Reviewed by the Crucible team · Updated June 2026
Muscles worked
Setup
- Place a weight plate on the floor just outside your left hand.
- Assume a high plank position with your hands directly under your shoulders and your feet slightly wider than hip-width for stability.
- Engage your glutes and core to create a straight line from your head to your heels.
How to do it
- Shift your weight onto your left hand while keeping your hips perfectly square to the floor.

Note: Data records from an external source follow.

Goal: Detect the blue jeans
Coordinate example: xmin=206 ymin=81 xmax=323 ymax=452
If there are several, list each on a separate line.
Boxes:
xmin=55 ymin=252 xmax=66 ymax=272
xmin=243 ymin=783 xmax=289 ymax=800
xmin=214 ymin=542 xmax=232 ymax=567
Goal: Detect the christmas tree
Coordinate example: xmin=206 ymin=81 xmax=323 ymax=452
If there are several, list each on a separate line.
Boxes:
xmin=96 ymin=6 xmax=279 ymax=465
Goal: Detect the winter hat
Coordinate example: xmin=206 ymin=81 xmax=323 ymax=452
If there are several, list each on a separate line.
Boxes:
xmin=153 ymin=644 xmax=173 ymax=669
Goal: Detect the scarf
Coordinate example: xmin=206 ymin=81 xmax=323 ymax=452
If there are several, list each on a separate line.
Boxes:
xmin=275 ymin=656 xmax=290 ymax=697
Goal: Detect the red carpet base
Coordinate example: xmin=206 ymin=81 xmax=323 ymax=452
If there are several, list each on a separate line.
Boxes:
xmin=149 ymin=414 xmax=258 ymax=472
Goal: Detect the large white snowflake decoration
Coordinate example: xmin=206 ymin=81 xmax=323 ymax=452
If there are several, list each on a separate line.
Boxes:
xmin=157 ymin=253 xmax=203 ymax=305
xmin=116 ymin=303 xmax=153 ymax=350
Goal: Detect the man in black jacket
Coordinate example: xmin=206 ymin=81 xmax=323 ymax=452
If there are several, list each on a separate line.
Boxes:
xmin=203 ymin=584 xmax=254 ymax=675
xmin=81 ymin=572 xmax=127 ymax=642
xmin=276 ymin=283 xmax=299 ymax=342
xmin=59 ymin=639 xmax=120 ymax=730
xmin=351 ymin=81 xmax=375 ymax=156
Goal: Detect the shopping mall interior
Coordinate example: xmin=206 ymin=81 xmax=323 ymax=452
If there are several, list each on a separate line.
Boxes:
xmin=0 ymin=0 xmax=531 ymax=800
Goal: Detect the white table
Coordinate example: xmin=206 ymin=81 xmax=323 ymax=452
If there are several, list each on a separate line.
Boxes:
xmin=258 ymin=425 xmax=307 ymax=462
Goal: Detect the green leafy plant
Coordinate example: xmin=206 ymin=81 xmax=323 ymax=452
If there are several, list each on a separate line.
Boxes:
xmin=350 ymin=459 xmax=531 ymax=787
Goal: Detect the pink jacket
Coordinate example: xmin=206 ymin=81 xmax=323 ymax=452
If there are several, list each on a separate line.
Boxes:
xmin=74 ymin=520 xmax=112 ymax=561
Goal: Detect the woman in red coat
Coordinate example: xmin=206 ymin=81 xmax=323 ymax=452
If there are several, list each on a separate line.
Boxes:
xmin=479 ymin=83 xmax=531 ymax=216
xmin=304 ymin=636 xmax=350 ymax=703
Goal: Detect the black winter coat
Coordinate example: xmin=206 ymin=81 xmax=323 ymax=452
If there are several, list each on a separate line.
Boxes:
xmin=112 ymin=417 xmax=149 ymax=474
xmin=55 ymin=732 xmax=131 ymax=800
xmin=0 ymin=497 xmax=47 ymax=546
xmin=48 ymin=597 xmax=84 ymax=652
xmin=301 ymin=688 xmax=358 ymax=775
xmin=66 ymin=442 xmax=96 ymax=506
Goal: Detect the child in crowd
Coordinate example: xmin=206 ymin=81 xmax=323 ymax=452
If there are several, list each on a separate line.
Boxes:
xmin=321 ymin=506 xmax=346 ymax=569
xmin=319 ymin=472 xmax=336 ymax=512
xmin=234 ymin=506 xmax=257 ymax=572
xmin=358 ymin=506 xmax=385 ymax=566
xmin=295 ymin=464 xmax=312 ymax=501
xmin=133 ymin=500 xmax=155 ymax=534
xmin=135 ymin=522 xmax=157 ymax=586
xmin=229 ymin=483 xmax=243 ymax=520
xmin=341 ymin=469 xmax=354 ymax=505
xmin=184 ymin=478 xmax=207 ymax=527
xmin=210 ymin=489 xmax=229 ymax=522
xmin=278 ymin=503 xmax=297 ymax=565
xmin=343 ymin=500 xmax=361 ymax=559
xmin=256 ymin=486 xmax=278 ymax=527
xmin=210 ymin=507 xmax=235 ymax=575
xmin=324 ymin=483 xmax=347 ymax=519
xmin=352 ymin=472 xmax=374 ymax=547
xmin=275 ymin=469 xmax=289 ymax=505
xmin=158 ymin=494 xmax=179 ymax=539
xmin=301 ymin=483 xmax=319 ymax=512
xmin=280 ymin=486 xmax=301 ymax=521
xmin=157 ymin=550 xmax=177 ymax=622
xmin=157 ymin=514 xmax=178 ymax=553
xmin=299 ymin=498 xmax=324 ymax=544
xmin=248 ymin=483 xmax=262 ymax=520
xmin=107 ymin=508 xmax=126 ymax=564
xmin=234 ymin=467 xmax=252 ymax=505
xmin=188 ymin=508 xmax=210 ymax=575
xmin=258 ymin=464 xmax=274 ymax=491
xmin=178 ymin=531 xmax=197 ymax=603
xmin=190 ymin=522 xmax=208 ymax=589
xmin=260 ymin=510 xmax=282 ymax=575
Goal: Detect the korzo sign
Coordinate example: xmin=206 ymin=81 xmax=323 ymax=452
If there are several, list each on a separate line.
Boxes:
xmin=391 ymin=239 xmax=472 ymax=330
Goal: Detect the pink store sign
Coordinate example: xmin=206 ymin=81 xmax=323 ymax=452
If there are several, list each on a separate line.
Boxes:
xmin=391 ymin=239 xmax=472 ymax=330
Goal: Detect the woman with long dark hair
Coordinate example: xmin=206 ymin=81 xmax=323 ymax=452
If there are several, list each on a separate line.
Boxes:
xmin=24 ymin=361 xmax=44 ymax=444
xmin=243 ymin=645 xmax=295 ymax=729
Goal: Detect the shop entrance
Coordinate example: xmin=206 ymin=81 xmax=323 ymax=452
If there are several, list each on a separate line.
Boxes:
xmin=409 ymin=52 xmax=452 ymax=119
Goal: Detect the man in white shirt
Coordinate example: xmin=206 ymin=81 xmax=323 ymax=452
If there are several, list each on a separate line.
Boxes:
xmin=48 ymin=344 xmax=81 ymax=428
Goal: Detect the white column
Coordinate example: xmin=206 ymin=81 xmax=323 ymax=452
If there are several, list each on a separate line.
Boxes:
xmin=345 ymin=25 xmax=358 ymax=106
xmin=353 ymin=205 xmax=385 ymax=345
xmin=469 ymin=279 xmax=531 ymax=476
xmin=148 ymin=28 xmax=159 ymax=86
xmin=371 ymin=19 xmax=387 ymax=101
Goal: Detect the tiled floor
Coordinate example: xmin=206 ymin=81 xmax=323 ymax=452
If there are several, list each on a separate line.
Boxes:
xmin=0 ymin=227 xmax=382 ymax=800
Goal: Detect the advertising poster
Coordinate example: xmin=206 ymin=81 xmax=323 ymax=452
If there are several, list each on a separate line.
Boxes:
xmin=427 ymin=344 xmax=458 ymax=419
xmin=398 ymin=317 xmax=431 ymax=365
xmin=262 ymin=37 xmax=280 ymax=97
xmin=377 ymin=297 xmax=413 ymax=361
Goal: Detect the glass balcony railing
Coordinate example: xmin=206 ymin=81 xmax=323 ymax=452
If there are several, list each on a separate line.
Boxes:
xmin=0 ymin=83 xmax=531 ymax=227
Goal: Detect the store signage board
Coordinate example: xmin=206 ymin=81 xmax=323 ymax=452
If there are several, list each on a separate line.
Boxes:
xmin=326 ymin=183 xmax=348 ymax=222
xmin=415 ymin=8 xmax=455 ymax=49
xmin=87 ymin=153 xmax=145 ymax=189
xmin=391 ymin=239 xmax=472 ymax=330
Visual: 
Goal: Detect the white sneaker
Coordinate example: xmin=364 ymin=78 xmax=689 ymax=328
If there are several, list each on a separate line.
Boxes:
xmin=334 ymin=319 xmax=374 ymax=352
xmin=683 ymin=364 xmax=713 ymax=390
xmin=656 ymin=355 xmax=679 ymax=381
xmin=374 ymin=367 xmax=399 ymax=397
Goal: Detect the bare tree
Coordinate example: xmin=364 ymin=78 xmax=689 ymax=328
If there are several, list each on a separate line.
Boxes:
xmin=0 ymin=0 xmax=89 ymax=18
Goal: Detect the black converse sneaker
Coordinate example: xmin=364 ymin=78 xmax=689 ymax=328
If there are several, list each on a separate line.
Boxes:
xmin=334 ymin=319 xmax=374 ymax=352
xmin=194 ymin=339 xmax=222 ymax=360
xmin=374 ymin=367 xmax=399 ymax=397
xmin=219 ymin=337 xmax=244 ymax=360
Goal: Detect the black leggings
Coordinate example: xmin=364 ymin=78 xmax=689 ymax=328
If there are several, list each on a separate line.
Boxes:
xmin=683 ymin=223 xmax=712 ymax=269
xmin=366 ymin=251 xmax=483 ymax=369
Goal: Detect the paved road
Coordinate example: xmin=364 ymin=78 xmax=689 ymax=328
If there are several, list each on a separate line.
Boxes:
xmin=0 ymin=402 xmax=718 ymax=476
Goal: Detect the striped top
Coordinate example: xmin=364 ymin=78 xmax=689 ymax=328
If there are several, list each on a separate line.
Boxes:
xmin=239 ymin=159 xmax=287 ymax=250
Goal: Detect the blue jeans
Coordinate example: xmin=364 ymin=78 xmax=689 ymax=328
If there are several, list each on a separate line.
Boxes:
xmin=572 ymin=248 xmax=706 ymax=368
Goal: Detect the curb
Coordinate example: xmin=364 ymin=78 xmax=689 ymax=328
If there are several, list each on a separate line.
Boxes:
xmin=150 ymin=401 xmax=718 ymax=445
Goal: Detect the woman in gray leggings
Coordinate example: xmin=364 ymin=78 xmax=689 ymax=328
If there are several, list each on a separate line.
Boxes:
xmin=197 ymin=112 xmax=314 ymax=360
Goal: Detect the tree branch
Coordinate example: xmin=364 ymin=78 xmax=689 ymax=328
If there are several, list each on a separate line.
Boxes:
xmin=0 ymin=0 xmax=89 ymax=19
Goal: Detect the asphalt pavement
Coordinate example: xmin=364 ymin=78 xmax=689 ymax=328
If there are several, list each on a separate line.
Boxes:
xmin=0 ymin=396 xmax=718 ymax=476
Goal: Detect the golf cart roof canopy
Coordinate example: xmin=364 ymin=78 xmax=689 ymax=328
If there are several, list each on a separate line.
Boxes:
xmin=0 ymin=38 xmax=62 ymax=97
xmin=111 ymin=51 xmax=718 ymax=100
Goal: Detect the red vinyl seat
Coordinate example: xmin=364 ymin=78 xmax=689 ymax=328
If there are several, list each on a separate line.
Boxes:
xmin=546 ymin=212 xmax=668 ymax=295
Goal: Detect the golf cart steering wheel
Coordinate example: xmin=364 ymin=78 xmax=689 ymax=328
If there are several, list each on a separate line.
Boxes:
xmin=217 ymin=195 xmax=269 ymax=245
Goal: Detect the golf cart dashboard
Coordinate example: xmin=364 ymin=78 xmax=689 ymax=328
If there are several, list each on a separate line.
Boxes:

- Reach your right hand across your chest, grab the plate, and slide or lift it to the outside of your right side.
- Exhale as you move the plate across your body, then place your right hand back on the floor.
- Repeat the movement with your left hand, pulling the plate back to the starting position at a controlled tempo.
Form checklist
- Keep your hips level and avoid letting them tilt or rotate as you reach.
- Maintain a neutral neck by looking at the floor about 6 inches in front of your hands.
- Do not let your lower back sag or your hips hike toward the ceiling.
- Keep the supporting arm locked out and the shoulder blade retracted and stable.
Pro tips
- Imagine a glass of water sitting on your lower back; your goal is to move the plate without spilling a drop.
- Focus on pushing the floor away with your stabilizing arm to maximize serratus anterior and deltoid engagement.
Make it harder
- Narrow your foot stance to reduce your base of support and increase the stability demand on your obliques.
- Use a heavier plate or lift the plate completely off the ground rather than sliding it.
Frequently asked
- What muscles does the plank prone plate switch work?
- The plank prone plate switch primarily targets the abs, obliques, and trapezius, and also works the erector spinae as secondary muscles.
- What equipment do you need for the plank prone plate switch?
- The plank prone plate switch uses body weight and weight plate.
- Is the plank prone plate switch good for beginners?
- The plank prone plate switch is rated intermediate. Build a base with simpler variations first, then progress to it with light load and strict form.